AMD Opteron 6220 Interlagos 3.0GHz Socket G34 115W 8-Core Server Processor OS6220WKT8GGUWOF
Item #: N82E16819113028 $2,239.96 (4 @ $559.99 each)

areca ARC-1223-8I PCI-Express 2.0 x8 Low Profile SATA / SAS 8-Port PCIe 2.0 Internal SAS/SATA RAID Controllers
Item #: N82E16816151104      $470.00

Subtotal:       $9,589.73

& this doesn't include a SSD

P.P.S.
Don't forget to budget for the UPS.
We are not out of date, that much capacity using enterprise SSDs would far exceed the budget.
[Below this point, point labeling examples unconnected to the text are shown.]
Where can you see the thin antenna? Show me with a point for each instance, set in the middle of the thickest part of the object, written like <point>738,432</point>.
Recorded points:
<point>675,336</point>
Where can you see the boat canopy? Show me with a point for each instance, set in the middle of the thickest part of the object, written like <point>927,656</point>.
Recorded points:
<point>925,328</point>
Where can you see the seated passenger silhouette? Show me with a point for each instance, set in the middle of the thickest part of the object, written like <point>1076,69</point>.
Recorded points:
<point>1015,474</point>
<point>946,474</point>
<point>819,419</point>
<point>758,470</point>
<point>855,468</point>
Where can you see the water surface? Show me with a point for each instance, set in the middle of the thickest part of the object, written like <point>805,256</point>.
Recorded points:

SSDs are out of date anyway, for performance you can use NAND flash on a PCIe card, cost even more than SSDs though.
If your workloads are anywhere near mine, (and I have 650 users and run about 20 VMs per host), yo have too much RAM, too much CPU, and not enough disk IOPS. I have dual quad core Xeon 5400 servers with 72 GB RAM and 20 VMs and the physical CPU is at less than 10%. You can probably run everything on a single quad core processor. You can certainly do everything with an 8 core system. Anything more than that would be a waste of $$$ IMHO, unless you could justify more CPU. As has been pointed out, you have also proposed way too much RAM. Buy what you need now (plus a little more), and then add later as you need it and as prices come down. From what I can tell, 24 GB looks like enough RAM unless your web servers are running Java. You also have too many NICs. 4 NICs should be more than enough, especially since you probably only need 2 if you are not clustering.

Did you inlcude $$ for licensing Windows? Windows licenses can not be just transferred between hardware on a whim. My recommendation is to use single processor servers with a high core count, and then use Windows Datacenter to license each CPU on your hosts. Windows Datacenter is licensed per CPU, which is why you want to keep your CPU count down to just 1 per host. With that licensed CPU, you can run as many Windows Server VMs on that CPU as you want. The price for each Datacenter CPU license is about the same as a Windows Enterprise license. You should double check with Microsoft licensing to be sure that you can license just 1 CPU on a single CPU host.
As I understand it, you must get a MINIMUM of 2 CPU licenses with Datacenter.  Still, for a VM cluster, you'd only be able to use 2 machines with enterprise because of the transfer of license stuff.  So Datacenter would be best.
To run datacenter itself the minimum license is 2 CPUs/licenses, but for unlimited VM licenses you only need one CPU/license per server (if it's only got one CPU in it). There is a calculator at http://www.microsoft.com/windowsserver2003/howtobuy/licensing/calc_2.htm but I can't be bothered to install silverlight to use it.
So you're saying you can purchase two licenses and split them between 2 physical servers? I'd double check that understanding with MS
My Understanding is that if you INSTALL Datacenter, you need 2+ CPU licenses, but for VM licensing a single CPU host would only need a single CPU license.